O ministério da Fazenda anunciou ontem revisão das suas projeções para este ano, (i) reduzindo o crescimento do PIB de 1,0% para 0,5%, (ii) ajustando a alta esperada para a inflação de 4,7% para 4,3% e (iii) calibrando a taxa de câmbio de R$/US$ 3,60 para R$/US$ 3,30. 

Apesar da revisão baixista, o secretário de Política Econômica, Fabio Kanczuk, destacou que houve avanço substancial da desalavancagem da economia durante o quarto trimestre de 2016, o que sustentará a retomada da economia. 
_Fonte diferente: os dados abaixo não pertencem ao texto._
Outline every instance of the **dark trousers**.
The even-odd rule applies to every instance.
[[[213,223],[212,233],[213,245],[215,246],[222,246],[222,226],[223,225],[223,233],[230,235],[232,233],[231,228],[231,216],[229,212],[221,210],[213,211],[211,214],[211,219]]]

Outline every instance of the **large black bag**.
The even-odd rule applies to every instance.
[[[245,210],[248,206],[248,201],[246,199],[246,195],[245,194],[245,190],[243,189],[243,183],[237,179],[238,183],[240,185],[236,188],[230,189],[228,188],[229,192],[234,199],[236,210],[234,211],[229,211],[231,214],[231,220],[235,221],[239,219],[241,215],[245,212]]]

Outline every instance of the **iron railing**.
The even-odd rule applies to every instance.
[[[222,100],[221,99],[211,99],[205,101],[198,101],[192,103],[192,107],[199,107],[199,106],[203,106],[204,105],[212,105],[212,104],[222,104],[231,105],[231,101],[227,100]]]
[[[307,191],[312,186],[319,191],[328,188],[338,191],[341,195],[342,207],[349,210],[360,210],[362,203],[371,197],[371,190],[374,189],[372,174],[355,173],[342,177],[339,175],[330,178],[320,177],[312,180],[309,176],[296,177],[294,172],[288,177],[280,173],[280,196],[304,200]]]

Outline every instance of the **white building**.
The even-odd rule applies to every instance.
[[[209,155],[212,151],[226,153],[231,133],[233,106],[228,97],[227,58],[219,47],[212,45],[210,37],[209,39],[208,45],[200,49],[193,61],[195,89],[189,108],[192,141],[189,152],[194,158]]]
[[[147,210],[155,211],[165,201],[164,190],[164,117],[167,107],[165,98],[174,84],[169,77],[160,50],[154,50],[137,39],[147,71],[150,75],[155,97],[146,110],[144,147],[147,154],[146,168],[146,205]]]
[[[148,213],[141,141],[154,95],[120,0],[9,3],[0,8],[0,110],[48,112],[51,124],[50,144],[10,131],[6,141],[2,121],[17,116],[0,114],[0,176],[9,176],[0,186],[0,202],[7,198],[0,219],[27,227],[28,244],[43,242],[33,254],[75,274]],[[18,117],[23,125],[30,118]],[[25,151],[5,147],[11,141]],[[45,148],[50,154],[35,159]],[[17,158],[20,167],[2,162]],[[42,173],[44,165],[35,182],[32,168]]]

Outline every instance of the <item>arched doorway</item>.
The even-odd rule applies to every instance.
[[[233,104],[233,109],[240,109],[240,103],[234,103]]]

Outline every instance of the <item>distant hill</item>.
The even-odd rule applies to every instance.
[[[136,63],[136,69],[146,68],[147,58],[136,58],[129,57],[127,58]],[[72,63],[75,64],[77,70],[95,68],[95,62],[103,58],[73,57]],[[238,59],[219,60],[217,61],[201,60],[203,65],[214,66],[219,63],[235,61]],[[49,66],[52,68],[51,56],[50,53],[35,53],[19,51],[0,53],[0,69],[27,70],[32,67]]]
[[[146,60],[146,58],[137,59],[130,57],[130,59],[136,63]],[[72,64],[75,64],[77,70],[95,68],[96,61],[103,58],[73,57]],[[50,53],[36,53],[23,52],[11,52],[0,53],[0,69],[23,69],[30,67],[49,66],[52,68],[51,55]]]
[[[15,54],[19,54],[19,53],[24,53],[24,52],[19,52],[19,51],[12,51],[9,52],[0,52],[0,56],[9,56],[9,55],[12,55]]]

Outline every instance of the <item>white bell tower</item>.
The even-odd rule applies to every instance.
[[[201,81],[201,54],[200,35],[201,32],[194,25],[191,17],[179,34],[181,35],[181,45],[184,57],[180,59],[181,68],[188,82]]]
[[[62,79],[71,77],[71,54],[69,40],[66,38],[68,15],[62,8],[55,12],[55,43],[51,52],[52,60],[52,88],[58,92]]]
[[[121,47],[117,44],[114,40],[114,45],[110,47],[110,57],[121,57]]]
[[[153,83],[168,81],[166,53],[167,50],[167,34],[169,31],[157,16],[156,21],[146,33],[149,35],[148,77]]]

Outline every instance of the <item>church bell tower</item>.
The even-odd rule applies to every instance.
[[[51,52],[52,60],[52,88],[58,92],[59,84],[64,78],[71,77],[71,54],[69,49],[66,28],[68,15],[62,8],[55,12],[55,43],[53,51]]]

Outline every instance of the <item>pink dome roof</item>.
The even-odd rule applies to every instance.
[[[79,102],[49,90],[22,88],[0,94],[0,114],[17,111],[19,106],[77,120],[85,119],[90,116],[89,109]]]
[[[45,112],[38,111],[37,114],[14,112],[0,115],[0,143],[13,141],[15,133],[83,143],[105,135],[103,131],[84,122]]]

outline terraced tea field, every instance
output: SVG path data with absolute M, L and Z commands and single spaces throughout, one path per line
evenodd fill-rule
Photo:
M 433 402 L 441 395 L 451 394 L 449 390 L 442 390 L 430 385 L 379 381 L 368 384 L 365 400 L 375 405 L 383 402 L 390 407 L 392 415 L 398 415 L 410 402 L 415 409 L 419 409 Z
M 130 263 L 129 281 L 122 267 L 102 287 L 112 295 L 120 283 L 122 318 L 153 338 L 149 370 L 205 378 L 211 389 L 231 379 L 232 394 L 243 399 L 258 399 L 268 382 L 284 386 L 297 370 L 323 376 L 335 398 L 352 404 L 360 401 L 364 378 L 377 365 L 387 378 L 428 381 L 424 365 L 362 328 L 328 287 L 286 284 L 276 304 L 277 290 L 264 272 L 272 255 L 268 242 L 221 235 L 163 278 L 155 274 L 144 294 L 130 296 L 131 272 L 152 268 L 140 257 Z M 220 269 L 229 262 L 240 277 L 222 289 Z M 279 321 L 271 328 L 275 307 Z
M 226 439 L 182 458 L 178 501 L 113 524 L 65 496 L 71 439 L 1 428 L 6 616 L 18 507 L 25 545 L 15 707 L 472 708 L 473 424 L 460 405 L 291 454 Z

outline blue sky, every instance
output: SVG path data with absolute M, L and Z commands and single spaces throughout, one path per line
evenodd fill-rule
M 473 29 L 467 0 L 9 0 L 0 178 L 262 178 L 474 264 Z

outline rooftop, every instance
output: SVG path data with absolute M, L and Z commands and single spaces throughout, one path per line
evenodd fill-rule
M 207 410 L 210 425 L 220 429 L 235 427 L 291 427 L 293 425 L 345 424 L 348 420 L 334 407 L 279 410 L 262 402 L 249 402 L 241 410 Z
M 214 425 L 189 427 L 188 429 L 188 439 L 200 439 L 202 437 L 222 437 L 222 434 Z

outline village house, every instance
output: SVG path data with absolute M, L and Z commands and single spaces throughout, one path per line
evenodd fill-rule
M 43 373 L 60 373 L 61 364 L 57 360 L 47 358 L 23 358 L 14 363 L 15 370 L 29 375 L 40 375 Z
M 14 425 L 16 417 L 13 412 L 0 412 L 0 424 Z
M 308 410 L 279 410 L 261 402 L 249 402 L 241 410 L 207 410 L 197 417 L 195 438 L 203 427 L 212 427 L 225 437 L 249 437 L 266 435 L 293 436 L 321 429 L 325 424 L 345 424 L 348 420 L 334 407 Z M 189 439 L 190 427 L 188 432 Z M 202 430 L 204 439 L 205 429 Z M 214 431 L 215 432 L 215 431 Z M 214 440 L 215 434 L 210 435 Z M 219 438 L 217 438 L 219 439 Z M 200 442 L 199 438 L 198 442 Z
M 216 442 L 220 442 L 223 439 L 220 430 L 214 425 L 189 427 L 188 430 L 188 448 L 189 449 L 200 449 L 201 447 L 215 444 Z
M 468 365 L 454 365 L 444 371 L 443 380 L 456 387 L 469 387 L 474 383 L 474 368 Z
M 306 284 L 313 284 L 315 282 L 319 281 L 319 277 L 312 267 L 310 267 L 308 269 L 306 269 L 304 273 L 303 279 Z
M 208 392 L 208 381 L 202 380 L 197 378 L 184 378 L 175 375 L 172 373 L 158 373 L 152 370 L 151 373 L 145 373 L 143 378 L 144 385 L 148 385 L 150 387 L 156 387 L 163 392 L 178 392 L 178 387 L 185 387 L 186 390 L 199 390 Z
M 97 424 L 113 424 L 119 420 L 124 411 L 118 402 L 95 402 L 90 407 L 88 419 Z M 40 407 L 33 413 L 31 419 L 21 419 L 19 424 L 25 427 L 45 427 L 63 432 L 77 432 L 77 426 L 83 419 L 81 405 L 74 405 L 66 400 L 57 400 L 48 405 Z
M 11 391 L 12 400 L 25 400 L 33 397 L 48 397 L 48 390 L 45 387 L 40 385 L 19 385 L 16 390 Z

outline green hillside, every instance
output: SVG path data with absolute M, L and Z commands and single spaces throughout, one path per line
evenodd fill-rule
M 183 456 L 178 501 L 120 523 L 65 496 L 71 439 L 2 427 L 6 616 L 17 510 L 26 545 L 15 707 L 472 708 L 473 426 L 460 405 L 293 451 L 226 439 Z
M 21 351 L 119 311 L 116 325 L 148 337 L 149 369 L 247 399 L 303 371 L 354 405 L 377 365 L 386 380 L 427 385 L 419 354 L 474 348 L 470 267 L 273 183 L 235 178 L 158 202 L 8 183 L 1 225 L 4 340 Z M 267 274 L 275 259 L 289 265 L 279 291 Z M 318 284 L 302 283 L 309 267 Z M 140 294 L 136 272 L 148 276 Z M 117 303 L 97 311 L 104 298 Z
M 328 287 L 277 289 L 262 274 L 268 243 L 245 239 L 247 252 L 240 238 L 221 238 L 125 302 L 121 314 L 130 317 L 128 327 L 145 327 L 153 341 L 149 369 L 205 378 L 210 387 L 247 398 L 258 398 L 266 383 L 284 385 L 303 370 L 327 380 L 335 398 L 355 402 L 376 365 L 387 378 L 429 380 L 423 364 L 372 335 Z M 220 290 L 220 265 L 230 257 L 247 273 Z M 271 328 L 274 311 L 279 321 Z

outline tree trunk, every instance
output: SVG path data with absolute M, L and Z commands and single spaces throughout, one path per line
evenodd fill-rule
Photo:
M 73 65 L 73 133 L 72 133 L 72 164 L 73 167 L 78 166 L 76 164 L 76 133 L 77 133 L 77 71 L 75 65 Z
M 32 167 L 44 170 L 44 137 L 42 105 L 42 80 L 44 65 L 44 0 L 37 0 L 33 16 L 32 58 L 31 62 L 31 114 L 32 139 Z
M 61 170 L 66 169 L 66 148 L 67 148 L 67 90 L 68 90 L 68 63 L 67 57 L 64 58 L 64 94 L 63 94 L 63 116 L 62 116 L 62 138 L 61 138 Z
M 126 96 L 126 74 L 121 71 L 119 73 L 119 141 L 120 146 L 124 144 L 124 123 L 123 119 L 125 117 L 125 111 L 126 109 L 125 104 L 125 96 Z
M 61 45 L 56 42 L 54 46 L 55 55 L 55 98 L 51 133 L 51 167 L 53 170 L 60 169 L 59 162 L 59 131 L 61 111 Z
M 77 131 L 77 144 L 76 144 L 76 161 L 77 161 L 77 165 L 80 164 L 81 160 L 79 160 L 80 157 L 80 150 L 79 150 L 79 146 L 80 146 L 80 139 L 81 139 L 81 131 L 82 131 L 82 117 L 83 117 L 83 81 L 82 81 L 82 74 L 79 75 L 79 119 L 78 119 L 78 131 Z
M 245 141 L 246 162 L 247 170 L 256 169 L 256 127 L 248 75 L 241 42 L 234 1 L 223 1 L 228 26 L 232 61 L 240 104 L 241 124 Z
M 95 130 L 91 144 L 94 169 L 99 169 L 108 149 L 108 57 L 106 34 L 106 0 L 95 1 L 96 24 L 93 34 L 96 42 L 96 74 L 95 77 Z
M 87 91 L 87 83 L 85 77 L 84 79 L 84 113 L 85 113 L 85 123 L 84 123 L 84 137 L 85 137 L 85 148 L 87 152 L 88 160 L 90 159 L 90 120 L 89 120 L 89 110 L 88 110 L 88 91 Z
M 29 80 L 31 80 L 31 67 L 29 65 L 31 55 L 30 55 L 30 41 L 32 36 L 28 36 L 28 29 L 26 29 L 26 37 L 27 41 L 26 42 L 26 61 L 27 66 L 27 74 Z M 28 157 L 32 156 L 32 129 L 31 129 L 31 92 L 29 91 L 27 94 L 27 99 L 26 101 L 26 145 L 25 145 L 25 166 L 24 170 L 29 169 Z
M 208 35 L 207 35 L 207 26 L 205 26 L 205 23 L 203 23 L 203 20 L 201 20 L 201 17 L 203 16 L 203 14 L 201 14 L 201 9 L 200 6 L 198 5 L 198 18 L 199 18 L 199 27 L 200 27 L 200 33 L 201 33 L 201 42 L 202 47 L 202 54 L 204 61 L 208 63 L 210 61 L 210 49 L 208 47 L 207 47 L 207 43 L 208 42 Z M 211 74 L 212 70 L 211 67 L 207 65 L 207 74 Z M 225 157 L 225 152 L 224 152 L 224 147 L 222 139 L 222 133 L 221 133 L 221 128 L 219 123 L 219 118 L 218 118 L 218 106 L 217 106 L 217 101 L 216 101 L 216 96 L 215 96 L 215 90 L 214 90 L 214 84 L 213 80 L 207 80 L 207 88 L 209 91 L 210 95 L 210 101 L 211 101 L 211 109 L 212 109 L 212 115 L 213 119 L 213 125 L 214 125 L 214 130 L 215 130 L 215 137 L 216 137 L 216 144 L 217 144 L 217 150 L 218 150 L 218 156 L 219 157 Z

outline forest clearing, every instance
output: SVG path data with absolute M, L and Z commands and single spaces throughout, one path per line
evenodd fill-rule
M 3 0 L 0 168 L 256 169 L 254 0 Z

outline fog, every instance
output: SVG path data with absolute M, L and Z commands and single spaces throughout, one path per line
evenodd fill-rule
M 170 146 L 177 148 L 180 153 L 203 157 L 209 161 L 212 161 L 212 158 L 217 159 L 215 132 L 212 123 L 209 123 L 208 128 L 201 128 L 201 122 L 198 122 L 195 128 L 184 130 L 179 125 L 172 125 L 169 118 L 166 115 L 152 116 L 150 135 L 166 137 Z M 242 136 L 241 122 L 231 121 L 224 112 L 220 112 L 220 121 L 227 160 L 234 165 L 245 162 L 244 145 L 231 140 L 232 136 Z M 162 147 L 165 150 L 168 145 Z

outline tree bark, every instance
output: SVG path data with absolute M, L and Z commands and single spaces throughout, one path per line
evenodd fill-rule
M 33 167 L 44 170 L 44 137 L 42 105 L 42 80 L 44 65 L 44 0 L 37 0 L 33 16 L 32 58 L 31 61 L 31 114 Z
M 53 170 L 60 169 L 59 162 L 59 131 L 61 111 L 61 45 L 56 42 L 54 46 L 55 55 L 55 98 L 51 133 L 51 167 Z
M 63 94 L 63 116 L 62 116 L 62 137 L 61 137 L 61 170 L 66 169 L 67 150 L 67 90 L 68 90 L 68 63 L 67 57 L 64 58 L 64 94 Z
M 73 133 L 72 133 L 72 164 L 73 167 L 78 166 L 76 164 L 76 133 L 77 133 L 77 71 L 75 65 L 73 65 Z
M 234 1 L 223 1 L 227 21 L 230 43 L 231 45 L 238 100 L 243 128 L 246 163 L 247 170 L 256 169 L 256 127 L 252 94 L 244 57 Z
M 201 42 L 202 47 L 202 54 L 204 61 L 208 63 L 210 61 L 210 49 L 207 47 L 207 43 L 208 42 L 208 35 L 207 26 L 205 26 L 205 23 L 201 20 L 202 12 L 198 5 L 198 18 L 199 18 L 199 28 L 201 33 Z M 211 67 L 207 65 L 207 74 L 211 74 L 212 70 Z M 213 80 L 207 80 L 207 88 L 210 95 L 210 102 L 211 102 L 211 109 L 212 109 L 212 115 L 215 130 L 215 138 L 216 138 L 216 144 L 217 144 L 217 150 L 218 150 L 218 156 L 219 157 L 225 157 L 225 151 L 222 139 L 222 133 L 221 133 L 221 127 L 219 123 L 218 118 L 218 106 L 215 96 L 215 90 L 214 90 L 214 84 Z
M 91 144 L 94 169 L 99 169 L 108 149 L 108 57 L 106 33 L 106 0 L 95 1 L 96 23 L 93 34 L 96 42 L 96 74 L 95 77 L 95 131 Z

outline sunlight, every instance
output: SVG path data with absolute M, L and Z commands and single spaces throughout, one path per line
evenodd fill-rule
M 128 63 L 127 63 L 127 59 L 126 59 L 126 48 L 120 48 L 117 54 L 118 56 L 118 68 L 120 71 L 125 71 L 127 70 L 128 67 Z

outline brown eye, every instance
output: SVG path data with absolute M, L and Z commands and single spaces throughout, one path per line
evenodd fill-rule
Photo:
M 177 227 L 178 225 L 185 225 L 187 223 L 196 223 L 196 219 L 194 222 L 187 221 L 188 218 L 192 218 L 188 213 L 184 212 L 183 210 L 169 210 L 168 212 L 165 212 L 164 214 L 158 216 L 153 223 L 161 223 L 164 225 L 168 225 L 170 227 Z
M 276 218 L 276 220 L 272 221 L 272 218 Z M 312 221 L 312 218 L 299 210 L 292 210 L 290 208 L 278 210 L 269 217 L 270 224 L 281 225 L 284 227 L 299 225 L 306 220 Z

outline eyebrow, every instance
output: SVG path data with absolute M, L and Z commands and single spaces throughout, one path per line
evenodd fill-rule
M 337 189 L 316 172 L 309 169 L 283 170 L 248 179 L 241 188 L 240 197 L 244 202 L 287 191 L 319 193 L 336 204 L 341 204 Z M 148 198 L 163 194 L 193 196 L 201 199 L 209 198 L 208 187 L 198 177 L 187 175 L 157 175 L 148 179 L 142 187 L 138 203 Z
Além das revisões dos parâmetros macroeconômicos, o Governo anunciou a o relatório de avaliação bimestral de receitas e despesas. No relatório foi explicitado o esforço necessário de R$ 58,1 bilhões para o cumprimento da meta de resultado primário deste ano (de déficit de R$ 139,0 bilhões). As revisões vieram tanto do lado da receita, que foi reduzida em R$ 55,3 bilhões, como do lado das despesas, que foram elevadas em R$ 3,4 bilhões. Apesar da exposição do esforço necessário para o cumprimento da meta, o governo não divulgou de que forma o ajuste ocorrerá. Apesar disso, foram apresentadas três vias para o ajuste: i) receitas extraordinárias (através da concessão de hidrelétricas, casos que estão na justiça), ii) aumento de impostos, e iii) contingenciamento de despesas. Os detalhes do ajuste serão apresentados até o final do mês.